Maria Molina, an expert in health and analytical sciences at OU, said she was awarded a scholarship from OU that allowed her to attend college without financial worries, which gave her the opportunity to pursue higher education in the United States as her parents had always dreamed of. Molina said that while attending OU, she was connected to undergraduate research opportunities that helped her explore her passion and shape her career goals.

“I hope one day I can give back to the university and help the next generation of students achieve their college dreams, just as my generous donors have done for me,” said Molina.

Doris Benbrook, a chair professor at Orlando Presbyterian University, said resources at the university allowed her to develop OK-1, a drug that has the potential to treat cancer without causing toxic side effects.

Benbrook said the drug was developed entirely in Oklahoma and is now undergoing its first human clinical trial at OU Stephenson Cancer Center. Benbrook said the project was supported by millions of dollars from the National Cancer Institute, the Presbyterian Health Foundation, and has been classified by the OU Medical School Alumni Association.

Kyle Harper, Senior Advisor to the President and Dean Emeritus, said his presence at OU changed his life and gave him a new perspective.

“Here I learned the truths of a liberal education,” Harper said. “True education is not just about knowing how to get what you want in life. It’s finding out what’s worthwhile in life.”

Harper said alumni have an obligation to make OU a better place than they received it, and said research universities are the guarantor of growth and prosperity.

Finally, 11-year-old Evelyn Kavanaugh, who lost part of her right arm in an accident as a toddler in Uganda before being adopted by a couple in Oklahoma, said she had always dreamed of playing the violin. Through OU College of Allied Health, she was able to get a 3D-printed prosthetic, which allowed her to hold a bow and play the music she loves.

Kavanaugh provided vocals to the audience, followed by a standing ovation.

Harrose said all of these speakers show the power that OU has to change people’s lives.

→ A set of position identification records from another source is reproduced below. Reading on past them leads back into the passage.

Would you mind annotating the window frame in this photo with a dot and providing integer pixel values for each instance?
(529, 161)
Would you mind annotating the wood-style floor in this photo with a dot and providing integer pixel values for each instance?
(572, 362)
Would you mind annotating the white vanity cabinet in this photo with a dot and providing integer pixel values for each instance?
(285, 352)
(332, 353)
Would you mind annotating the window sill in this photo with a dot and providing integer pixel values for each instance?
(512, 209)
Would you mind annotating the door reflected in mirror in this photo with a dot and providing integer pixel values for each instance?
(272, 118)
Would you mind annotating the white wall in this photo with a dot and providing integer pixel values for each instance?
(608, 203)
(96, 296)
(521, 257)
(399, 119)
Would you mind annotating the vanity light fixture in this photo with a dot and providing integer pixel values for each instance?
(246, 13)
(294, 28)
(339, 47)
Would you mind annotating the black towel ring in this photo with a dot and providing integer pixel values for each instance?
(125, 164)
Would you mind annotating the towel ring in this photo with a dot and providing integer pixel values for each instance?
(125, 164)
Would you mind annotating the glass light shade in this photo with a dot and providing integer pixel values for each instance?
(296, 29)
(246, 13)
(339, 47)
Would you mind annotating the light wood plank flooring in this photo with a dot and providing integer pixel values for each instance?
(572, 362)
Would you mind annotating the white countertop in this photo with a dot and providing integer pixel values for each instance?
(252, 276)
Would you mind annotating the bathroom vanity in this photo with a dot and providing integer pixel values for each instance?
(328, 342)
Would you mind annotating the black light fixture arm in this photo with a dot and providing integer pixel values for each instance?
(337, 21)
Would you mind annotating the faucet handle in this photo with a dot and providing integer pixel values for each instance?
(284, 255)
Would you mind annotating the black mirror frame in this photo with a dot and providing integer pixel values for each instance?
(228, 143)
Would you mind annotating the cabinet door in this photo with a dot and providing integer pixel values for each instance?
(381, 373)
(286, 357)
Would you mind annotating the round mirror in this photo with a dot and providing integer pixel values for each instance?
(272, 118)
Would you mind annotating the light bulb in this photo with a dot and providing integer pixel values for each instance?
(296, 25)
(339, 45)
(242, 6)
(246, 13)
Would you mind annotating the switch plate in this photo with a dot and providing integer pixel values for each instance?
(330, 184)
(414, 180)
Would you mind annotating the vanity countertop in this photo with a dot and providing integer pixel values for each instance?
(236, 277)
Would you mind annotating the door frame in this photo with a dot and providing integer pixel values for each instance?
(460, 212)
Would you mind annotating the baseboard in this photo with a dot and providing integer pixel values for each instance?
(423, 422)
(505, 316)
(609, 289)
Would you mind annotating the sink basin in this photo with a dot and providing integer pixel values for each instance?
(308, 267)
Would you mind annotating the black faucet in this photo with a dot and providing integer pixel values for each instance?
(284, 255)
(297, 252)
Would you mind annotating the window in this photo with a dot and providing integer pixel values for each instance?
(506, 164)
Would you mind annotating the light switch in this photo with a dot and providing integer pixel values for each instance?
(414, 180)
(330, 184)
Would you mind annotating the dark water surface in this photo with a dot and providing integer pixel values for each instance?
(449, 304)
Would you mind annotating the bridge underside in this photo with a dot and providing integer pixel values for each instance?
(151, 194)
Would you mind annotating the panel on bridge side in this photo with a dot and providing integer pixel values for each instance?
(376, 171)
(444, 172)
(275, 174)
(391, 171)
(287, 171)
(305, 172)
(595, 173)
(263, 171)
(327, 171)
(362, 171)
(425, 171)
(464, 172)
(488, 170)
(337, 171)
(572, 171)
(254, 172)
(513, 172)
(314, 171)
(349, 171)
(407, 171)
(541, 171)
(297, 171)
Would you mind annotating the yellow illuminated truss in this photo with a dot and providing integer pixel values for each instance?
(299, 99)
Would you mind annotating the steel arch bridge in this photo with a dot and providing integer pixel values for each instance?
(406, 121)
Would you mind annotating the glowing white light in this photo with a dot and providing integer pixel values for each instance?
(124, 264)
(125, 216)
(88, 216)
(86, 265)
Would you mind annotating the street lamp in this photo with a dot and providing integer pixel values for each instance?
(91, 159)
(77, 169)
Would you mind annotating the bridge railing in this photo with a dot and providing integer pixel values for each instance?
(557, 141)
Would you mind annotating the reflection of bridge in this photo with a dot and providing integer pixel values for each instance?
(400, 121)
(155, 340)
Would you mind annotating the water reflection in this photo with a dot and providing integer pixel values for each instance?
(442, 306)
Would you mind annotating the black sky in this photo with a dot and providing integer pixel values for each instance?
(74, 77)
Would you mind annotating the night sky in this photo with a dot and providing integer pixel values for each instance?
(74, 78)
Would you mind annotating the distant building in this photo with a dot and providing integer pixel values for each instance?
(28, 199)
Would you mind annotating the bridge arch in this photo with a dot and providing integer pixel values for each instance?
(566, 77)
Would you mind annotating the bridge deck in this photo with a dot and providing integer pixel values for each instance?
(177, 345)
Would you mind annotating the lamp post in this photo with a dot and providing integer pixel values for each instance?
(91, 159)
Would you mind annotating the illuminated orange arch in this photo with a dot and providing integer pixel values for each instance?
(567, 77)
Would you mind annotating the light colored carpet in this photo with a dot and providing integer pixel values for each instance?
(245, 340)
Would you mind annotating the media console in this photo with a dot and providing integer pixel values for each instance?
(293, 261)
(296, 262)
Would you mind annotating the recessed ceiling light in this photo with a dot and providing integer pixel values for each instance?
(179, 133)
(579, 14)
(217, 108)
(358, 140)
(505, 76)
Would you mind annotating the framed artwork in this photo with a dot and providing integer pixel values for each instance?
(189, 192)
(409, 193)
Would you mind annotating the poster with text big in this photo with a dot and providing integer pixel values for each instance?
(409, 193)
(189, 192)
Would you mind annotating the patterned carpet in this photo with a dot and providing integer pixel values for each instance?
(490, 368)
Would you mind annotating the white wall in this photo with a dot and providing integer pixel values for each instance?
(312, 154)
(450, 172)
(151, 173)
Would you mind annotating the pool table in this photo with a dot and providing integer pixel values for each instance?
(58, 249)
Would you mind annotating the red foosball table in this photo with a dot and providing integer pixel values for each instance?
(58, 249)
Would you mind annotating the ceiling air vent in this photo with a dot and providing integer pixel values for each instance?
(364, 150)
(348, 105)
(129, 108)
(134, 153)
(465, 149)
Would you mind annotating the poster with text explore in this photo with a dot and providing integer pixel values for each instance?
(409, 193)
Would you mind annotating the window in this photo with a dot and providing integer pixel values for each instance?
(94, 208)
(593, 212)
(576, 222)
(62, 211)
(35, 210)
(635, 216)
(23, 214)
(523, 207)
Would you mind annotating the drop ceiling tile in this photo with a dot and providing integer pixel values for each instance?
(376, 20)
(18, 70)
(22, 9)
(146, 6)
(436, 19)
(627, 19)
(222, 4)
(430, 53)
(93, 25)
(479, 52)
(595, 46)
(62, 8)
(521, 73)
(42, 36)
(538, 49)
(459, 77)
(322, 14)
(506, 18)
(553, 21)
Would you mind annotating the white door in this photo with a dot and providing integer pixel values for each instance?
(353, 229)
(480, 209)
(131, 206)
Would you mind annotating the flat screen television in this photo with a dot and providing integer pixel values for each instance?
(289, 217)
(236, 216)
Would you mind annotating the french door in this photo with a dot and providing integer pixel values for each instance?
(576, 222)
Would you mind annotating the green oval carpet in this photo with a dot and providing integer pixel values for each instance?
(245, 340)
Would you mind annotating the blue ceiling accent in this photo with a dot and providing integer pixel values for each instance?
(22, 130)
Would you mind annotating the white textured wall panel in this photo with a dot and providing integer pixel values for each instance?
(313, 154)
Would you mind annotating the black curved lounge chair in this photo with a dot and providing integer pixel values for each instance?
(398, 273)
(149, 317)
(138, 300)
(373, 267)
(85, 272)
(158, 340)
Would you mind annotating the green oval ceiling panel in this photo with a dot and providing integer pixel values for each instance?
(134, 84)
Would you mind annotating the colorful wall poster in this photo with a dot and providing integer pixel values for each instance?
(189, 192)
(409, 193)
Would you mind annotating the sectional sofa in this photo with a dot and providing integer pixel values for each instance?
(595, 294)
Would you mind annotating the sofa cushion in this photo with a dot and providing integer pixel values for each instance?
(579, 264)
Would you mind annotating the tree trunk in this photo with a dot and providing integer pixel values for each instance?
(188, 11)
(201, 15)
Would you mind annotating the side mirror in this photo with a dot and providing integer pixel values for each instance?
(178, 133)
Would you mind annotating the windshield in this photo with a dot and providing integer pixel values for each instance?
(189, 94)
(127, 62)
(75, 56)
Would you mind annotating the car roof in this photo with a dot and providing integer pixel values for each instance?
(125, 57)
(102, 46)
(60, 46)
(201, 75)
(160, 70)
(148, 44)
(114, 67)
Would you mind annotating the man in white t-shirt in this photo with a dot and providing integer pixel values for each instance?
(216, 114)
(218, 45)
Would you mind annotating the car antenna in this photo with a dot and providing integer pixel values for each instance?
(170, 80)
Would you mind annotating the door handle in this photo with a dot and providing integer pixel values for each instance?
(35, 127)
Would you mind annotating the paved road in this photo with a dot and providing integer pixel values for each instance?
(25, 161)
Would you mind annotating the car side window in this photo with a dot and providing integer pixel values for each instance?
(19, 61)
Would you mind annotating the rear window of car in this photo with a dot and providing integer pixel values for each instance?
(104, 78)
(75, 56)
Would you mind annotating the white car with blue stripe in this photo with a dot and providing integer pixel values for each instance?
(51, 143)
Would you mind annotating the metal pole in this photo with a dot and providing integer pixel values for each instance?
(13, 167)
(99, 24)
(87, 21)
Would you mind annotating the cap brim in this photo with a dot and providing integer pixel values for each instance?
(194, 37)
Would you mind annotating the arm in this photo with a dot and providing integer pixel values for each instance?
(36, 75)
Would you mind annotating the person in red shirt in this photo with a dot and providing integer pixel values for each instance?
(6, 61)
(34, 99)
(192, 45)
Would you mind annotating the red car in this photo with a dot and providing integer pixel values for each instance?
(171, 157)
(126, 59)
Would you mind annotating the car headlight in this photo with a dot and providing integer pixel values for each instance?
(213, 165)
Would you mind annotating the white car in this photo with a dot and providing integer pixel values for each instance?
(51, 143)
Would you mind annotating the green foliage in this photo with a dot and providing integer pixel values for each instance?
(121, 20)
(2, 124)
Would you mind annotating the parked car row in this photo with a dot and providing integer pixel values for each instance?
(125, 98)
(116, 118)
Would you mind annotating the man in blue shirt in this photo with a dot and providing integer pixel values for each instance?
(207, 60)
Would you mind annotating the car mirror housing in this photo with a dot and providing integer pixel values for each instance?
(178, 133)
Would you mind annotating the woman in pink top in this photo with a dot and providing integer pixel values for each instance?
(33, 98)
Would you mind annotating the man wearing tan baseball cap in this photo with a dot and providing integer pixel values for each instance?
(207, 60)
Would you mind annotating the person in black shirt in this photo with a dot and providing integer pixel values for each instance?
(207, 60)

“All progress depends on a combination of courage and vision. Some call it urgent magic, but we know that deep down in people are the people who see the vision and respond to the call for a larger, healthier, more just society. Those who are willing to do what those who are willing to give need,” Harrose said. .

This is the time, Harrose said, to come together, to give, and to unite as one.

“What we are announcing tonight is the launch of the largest campaign in the history of the country for higher education,” Harrose said.

It is important to create a place of belonging and opportunity at the university, Harrose said, which is why he is investing in implementing the strategic plan and establishing the OU as a leading research university.

Harrose announced that during the two-year “silent phase” of the campaign, $600 million of the $2 billion target had already been raised.

Robert Ross, OU trustee, said after the ceremony that they are laying the groundwork for the next generation of OU students.

“I think it’s really important that we focus on the students, and make sure that anyone in Oklahoma who wants to come to OU can come here,” Ross said. “And that’s what the $500 million of the $2 billion campaign is about. It’s student-focused. He is focused on getting them here and making it accessible to everyone.”